Pemerintah terlihat gagal menafsirkan sekaligus mengelola posisi dan peran ketiga pelaku ekonomi ini. BUMN, yang semestinya menjadi cadangan strategis negara serta pelindung sektor-sektor vital dari penetrasi asing atau spekulasi pasar bebas, justru kerap tampil sebagai raksasa yang masuk ke semua sektor. Ia tidak hanya bermain di sektor energi, transportasi, dan infrastruktur, tetapi juga menggerogoti sektor-sektor yang secara tradisional menjadi lahan usaha swasta dan koperasi—dari ritel, perbankan mikro, hingga pangan dan properti. Hal ini menciptakan iklim persaingan yang tidak adil dan destruktif. Dalam logika ekonomi, ini bukan hanya merusak ekosistem usaha, tetapi juga membunuh semangat kewirausahaan nasional.
Akibatnya, hukum zero sum game tak terelakkan: ketika satu pemain besar tumbuh tak terkendali, dua pelaku lainnya dipaksa menyusut atau bahkan mati. Ketika BUMN merambah ke sektor-sektor mikro, pelaku UMKM dan koperasi kesulitan mengakses pasar. Ketika BUMN ikut bersaing dalam industri jasa dan distribusi, usaha swasta harus berhadapan dengan kompetitor yang mendapat subsidi dan perlindungan negara. Ini bukan lagi tentang efisiensi atau daya saing, melainkan tentang ketimpangan struktur.
Dalam sistem ekonomi nasional yang berpihak pada keadilan sosial dan keseimbangan pelaku, seharusnya BUMN berperan sebagai back-up system—penopang dan pelindung usaha kecil dan menengah ketika pasar gagal. BUMN adalah cadangan strategis negara yang harus hadir ketika swasta dan koperasi menghadapi guncangan besar, bukan sebagai predator yang memakan habis ruang hidup pelaku ekonomi lainnya.
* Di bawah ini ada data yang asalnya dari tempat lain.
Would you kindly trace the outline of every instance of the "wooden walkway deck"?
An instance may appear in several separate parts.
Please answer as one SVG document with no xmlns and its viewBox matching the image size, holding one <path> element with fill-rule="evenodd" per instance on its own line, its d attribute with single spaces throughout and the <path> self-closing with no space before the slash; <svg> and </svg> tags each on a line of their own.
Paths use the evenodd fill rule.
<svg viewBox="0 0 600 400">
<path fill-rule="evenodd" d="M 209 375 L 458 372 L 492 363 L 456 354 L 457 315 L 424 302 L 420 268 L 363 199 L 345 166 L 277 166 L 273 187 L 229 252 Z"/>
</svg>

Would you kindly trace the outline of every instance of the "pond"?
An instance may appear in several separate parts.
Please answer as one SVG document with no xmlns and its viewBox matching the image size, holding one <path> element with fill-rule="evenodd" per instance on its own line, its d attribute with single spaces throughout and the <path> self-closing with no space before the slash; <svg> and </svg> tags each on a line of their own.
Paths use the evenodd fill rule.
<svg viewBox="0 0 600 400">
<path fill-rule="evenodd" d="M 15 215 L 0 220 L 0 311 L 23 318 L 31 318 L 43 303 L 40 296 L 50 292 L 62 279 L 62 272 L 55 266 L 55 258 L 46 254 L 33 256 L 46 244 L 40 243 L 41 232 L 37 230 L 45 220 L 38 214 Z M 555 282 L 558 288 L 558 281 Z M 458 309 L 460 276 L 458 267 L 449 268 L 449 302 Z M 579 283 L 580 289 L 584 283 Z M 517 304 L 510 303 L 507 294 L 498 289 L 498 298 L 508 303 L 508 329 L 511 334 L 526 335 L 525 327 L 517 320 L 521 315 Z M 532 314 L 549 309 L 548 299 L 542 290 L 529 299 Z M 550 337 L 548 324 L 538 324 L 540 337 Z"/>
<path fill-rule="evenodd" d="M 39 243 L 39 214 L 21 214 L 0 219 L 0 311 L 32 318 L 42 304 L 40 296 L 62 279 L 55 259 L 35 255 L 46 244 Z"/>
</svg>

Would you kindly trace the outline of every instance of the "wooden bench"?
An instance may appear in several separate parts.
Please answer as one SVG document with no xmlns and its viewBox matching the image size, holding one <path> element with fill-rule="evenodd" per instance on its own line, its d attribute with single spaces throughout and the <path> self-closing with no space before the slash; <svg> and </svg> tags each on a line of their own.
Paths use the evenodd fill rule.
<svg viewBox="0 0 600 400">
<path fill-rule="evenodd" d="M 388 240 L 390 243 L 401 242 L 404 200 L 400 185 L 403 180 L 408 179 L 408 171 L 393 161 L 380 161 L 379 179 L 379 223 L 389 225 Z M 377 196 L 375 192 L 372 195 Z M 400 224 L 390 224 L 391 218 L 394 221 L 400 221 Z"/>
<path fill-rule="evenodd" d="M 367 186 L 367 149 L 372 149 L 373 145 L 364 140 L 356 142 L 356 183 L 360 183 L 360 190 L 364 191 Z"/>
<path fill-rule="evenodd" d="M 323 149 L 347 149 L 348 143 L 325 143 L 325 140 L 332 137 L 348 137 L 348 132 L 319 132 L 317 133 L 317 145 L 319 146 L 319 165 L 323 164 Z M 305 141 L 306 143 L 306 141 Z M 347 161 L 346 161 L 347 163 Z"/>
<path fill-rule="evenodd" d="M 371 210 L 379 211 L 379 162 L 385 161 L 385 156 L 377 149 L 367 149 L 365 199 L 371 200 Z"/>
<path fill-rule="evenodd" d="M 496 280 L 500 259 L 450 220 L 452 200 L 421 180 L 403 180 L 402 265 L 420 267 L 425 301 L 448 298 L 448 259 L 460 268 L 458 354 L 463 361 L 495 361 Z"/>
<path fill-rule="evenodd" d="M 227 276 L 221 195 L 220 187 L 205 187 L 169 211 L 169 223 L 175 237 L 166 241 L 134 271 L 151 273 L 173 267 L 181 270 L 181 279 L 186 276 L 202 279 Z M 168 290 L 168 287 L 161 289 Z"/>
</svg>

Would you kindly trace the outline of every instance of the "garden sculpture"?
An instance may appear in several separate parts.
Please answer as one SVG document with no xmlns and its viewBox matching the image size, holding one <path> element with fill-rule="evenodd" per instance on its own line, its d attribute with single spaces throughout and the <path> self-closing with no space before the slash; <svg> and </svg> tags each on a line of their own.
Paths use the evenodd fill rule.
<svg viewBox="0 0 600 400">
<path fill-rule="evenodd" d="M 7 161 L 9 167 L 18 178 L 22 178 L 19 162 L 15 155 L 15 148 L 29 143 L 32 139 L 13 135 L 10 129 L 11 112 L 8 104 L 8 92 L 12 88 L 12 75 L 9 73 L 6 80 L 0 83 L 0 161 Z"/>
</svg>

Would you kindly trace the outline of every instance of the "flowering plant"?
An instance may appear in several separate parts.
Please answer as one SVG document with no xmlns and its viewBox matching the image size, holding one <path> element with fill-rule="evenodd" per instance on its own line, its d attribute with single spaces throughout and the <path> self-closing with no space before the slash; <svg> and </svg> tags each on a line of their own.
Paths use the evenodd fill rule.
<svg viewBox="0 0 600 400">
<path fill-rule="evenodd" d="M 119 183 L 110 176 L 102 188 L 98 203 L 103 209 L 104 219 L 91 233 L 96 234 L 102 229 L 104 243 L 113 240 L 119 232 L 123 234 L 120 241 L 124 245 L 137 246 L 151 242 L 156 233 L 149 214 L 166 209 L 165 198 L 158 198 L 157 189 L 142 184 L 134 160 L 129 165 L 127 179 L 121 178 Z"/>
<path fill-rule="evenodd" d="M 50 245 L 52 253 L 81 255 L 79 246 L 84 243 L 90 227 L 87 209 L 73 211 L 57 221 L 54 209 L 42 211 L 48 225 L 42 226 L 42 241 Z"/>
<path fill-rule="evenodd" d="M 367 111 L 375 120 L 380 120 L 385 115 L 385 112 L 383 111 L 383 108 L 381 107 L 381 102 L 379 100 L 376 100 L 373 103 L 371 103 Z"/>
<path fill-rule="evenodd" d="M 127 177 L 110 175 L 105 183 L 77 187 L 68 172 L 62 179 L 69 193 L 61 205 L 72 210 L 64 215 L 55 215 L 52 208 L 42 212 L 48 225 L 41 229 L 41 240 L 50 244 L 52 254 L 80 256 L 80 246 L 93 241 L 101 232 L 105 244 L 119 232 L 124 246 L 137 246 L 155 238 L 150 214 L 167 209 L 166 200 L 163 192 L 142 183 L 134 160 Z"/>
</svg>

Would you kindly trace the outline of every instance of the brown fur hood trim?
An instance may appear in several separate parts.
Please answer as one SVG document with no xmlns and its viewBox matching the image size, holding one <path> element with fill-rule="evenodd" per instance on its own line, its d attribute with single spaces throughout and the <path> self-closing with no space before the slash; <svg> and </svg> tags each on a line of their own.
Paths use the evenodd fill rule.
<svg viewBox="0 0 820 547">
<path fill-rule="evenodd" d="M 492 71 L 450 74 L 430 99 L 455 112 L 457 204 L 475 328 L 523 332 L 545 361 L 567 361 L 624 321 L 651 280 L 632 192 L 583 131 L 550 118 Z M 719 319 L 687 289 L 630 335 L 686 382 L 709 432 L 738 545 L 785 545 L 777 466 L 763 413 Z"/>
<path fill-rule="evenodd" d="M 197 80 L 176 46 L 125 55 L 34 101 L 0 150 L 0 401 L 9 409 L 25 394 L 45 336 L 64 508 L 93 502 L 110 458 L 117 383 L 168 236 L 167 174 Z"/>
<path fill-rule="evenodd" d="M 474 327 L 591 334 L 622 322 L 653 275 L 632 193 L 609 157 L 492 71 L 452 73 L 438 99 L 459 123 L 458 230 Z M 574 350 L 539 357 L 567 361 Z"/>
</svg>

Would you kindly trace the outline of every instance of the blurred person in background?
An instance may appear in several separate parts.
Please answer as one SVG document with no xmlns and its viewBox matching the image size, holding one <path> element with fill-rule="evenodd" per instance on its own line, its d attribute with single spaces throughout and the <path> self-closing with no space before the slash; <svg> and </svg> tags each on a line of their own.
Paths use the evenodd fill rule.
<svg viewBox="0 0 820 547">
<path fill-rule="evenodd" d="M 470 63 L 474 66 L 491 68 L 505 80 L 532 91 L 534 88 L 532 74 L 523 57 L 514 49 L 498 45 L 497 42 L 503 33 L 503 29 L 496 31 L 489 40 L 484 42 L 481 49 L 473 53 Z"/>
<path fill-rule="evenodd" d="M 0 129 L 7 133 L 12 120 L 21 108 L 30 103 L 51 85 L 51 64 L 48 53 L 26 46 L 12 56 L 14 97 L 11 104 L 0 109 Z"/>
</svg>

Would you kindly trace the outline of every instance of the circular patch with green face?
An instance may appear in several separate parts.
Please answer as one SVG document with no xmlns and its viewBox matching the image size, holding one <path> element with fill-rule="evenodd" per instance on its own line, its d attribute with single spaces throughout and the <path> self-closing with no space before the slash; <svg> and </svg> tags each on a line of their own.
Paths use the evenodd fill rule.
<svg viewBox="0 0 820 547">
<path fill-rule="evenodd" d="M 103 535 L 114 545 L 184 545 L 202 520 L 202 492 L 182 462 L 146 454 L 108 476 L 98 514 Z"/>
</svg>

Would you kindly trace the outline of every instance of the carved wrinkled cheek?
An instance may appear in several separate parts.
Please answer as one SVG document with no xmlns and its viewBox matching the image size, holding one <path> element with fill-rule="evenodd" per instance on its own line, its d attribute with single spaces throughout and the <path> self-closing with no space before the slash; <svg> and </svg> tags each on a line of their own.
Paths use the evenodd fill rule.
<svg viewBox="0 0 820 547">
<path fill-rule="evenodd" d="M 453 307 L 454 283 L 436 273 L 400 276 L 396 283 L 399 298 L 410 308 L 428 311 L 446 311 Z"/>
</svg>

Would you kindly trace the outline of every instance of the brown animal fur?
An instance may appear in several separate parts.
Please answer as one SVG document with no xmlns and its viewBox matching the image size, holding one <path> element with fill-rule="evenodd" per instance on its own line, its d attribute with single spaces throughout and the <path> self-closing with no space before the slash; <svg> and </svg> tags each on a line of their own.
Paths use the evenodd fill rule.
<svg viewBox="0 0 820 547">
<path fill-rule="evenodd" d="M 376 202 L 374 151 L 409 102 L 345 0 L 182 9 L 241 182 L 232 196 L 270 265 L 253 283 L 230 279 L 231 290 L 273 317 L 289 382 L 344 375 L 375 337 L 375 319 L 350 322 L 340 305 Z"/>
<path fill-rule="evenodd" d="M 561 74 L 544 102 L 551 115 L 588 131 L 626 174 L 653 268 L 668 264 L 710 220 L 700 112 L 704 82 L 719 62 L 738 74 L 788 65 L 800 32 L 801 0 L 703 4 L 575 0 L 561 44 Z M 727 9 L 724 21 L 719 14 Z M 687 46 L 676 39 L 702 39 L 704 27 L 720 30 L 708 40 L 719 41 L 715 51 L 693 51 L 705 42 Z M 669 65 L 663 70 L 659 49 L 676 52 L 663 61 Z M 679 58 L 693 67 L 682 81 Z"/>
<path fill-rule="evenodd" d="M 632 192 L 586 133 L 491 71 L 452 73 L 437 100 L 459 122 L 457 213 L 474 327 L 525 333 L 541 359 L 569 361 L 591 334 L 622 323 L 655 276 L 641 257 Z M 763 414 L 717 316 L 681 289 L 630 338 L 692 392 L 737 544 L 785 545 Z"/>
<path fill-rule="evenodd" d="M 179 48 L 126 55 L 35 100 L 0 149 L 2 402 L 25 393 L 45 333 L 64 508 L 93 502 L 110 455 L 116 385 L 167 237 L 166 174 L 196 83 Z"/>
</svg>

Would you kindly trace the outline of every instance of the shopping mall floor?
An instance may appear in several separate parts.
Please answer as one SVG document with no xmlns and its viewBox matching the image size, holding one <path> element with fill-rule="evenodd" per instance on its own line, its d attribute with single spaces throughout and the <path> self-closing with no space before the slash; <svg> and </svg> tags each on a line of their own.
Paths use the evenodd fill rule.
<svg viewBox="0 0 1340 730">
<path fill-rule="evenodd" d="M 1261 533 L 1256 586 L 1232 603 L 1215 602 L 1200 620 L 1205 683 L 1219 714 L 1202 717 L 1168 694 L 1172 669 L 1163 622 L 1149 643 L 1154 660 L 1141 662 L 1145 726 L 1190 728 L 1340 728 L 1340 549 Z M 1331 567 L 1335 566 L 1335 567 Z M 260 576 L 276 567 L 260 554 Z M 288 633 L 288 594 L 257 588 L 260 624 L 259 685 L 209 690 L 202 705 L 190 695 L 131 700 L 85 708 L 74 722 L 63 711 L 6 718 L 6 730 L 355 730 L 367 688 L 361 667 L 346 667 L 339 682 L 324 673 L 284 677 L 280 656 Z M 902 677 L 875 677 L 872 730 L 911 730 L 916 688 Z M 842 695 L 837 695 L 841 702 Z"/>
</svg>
Yang lebih memprihatinkan adalah absennya visi negara dalam mengelola struktur pelaku ekonomi ini. Tidak ada peta jalan yang jelas tentang peran masing-masing pelaku dalam konteks pembangunan ekonomi nasional jangka panjang. Pemerintah seolah membiarkan BUMN tumbuh liar, tanpa koreksi, dan tanpa batas. Bahkan dalam beberapa kasus, pemerintah menjadi pelindung sekaligus sponsor ekspansi BUMN ke sektor-sektor yang seharusnya menjadi ladang koperasi dan UMKM.
Reformasi struktural menjadi mutlak. Pemerintah perlu meninjau ulang secara serius peran BUMN dalam perekonomian nasional. Harus ada pembatasan dan pembagian wilayah yang tegas antara BUMN, swasta, dan koperasi. Negara tidak boleh menjadi pemain dan wasit sekaligus. Pemerintah harus kembali pada semangat konstitusi dan semangat Pasal 33 UUD 1945, di mana ekonomi disusun sebagai usaha bersama berdasarkan asas kekeluargaan—bukan sebagai arena pertempuran bebas yang hanya melahirkan pemenang tunggal di atas reruntuhan ekonomi rakyat.
Koperasi harus diberdayakan sebagai tulang punggung ekonomi rakyat, usaha swasta diberi ruang untuk inovasi dan penciptaan lapangan kerja, sementara BUMN dibatasi pada sektor-sektor strategis dan vital yang menyangkut hajat hidup orang banyak. Jika tidak, maka perekonomian Indonesia akan terus terjebak dalam pola zero sum game yang menindas, bukan pola ekonomi kolaboratif yang berkeadilan.